При всем трагизме момента возникает не испытанное доселе, непередаваемое ощущение встроенности в поток времени. Возникает спокойная уверенность в своей значимости только потому, что перестаешь быть сиротой из советского приюта и обретаешь предков с их прошлым, которое теперь и твое. Обретаешь в настоящем разветвленную наднациональную и надтерриториальную сеть родных, которым я интересна только потому, что я одна из них. Захватывает дух от совпадений, когда видишь на фотокарточках два одинаковых лица, только расстояние между ними — век и родство не прямое, а многократно пересеченное. Сквозь мою голову проходит восстановленная нить общесемейной памяти, и я, и мой поляк — законные бусины на ней. Знать свое прошлое — сказочное богатство! Я никогда не любила историю, но теперь только история мне интересна. Поляк признается мне: «Если бы можно было бросить работу, я бы только и занимался, что нашим генеалогическим древом». Вот! Всего лишь дать людям право на память, и история будет восстановлена до мельчайших подробностей. Каждая семья проследит за точностью и достоверностью в пределах своего древа.

Отдельная личность обрела свою целостность, откинула типовые подпорки и оперлась на бесконечную цепь уникальных событий рода, став звеном этой цепи, каплей потока, выходящего из одного источника. Трудно поверить, но факт остается фактом — люди возвращаются на землю своих предков, прадедов, прапрадедов, прапрапрапрадедов, останавливаются у руин церквей, построенных отцами дедов, у рассыпавшихся фундаментов домов, где жили большие семьи, и претендуют лишь на право знать, что эти руины стоят в русле их личной истории. А когда руины исчезнут, останется то место, по которому их личная история катила свои валы.

Память предков, могилы предков — это сознание бесконечности жизни, — высокое чувство, которого мы так долго были лишены. Но когда найдены предки, когда уже прослеживается их нескончаемая вереница, возникает пламенное желание увидеть такую же вереницу потомков. Это созидательное чувство подталкивает к деяниям во славу отечества. Деяния будут достойной данью памяти обретенных предков, они же призваны стать гордостью далеких потомков. Ответственность перед родом не менее значительна, чем ответственность перед родиной, перед совестью. Но достойные предки — арсенал, который задействуется, лишь когда мы сами обладаем достоинствами. Являясь продолжателями, будем достойными продолжателями.

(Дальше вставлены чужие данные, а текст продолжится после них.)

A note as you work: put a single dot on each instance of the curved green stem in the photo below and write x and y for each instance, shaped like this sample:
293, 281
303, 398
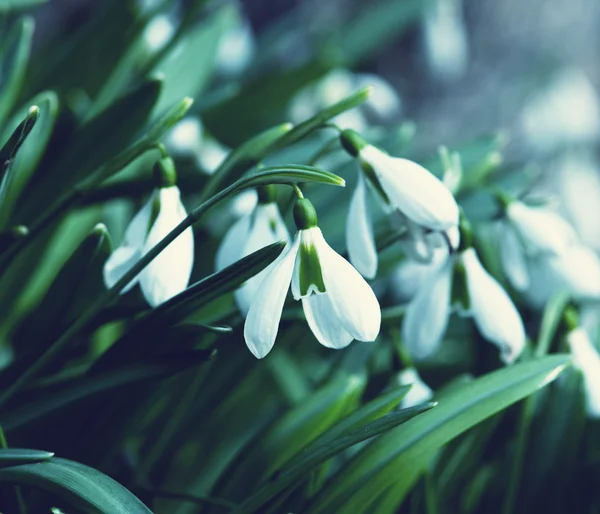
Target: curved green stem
272, 175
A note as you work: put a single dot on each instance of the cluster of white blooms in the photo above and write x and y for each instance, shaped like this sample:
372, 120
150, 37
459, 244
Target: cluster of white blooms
541, 254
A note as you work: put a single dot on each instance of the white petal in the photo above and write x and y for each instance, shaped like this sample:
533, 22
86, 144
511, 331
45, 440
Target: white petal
445, 40
409, 276
266, 226
419, 392
359, 233
426, 317
384, 101
324, 322
586, 359
125, 256
513, 258
420, 195
352, 298
542, 229
578, 271
232, 246
262, 322
120, 262
169, 273
493, 311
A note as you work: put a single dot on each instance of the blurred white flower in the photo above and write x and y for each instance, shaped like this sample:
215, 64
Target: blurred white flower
587, 360
383, 105
236, 48
338, 304
419, 392
169, 273
159, 31
527, 232
578, 182
565, 112
187, 138
496, 317
576, 270
248, 234
420, 203
445, 40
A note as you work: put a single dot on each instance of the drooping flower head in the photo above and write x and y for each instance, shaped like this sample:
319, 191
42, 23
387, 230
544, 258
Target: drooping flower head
586, 359
338, 304
420, 203
461, 282
261, 227
169, 273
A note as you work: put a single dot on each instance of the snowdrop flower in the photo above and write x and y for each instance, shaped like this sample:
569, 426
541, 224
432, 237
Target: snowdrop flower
587, 360
579, 185
419, 391
338, 304
255, 230
236, 48
158, 32
463, 283
383, 105
576, 270
169, 273
527, 232
421, 204
187, 138
565, 112
445, 40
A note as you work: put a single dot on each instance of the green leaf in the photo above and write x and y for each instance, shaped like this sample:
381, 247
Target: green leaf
398, 457
187, 67
9, 150
82, 487
293, 431
75, 287
16, 456
31, 151
14, 55
318, 120
349, 431
49, 398
8, 5
259, 104
550, 321
244, 157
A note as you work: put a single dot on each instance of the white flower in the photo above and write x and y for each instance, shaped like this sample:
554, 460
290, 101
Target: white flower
527, 233
338, 304
159, 31
445, 40
383, 105
565, 112
248, 234
419, 202
187, 138
587, 360
579, 186
169, 273
576, 270
419, 392
492, 310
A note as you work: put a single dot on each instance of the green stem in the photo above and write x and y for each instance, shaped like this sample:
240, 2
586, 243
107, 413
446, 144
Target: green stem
184, 497
272, 175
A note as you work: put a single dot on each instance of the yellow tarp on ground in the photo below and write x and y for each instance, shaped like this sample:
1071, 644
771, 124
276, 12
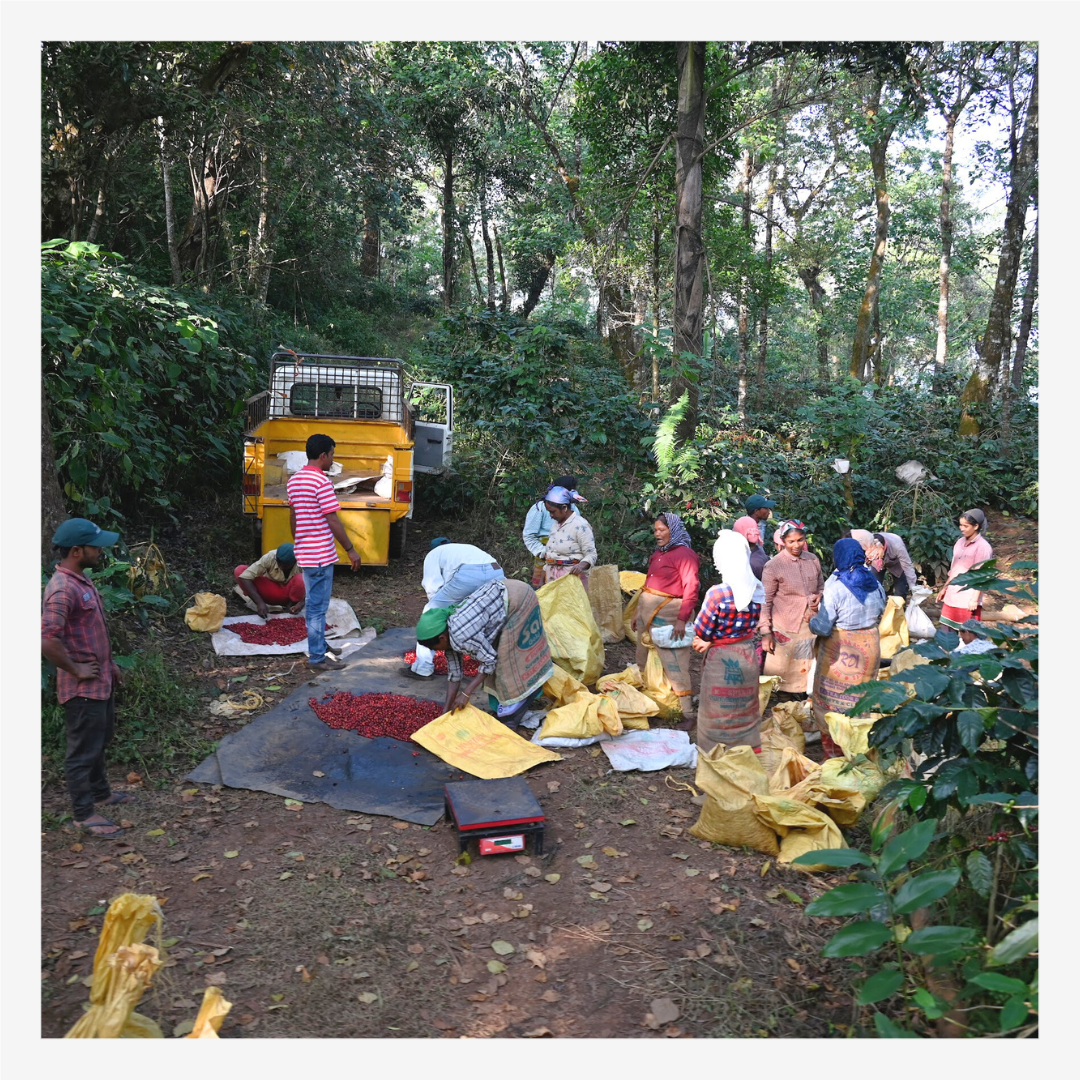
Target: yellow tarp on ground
480, 744
572, 635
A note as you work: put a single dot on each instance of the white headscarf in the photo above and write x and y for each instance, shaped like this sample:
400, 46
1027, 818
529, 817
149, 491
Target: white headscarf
731, 556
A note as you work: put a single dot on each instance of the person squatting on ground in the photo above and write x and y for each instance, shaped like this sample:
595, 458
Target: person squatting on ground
272, 579
539, 525
313, 515
725, 633
499, 625
847, 621
969, 553
570, 548
75, 638
451, 572
793, 583
670, 598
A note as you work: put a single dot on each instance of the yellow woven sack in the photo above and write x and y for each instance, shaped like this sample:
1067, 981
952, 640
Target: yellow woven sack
480, 744
893, 628
572, 635
563, 687
766, 684
655, 685
605, 598
206, 613
212, 1012
802, 827
588, 715
730, 780
123, 969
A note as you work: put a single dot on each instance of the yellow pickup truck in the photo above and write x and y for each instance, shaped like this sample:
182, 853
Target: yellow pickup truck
386, 431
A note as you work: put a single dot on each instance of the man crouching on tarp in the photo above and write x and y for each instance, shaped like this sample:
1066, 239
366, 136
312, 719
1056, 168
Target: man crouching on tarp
500, 626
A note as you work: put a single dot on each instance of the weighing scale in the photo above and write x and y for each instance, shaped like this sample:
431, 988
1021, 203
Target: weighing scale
499, 813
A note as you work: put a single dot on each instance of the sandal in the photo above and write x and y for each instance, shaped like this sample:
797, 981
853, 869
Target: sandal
89, 826
117, 798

Хвалить гораздо труднее, чем ругать. Надо подбирать точные слова, веские аргументы. Похвалу никто не примет на веру. Похвала — это серьезный труд. Другое дело обругать. Для этого не надо много ума, надо лишь смело заявлять, что то или другое, да и третье плохо. Да не надо и труда — едва укажешь на то, что плохо, дальше необходимые аргументы найдутся сами. Всегда есть что-то такое, что понизит уровень любого хорошего, что непременно да будет плохо. Щедры люди на ругань. И в адрес других людей, и в адрес отечества. Все-то у нас плохо. Поэтому о том, что у нас хорошо, задумываться некогда. Но не надо путать приоритеты. Не надо замусоривать глобальное положительное неисчислимым множеством сиюминутного отрицательного. Совсем не лишняя похвала похвале.

Самое трудное время — время, в которое живешь. Критикуя недостатки настоящего, мы забываем о недостатках прошедшего. К хорошему быстро привыкают и быстро забывают о том, что когда-то жили без него и было очень, очень плохо. Чудовищным же недостатком, даже не недостатком, а уродством ушедшего времени, являлся запрет помнить. Хотя было совсем не больно. Поэтому никто не догадывался об этом изъяне жизни, и болезнь беспрепятственно прогрессировала. Сто лет беспамятства... Сто лет! Воистину, там, где живые служат смерти, их цинизм беспределен!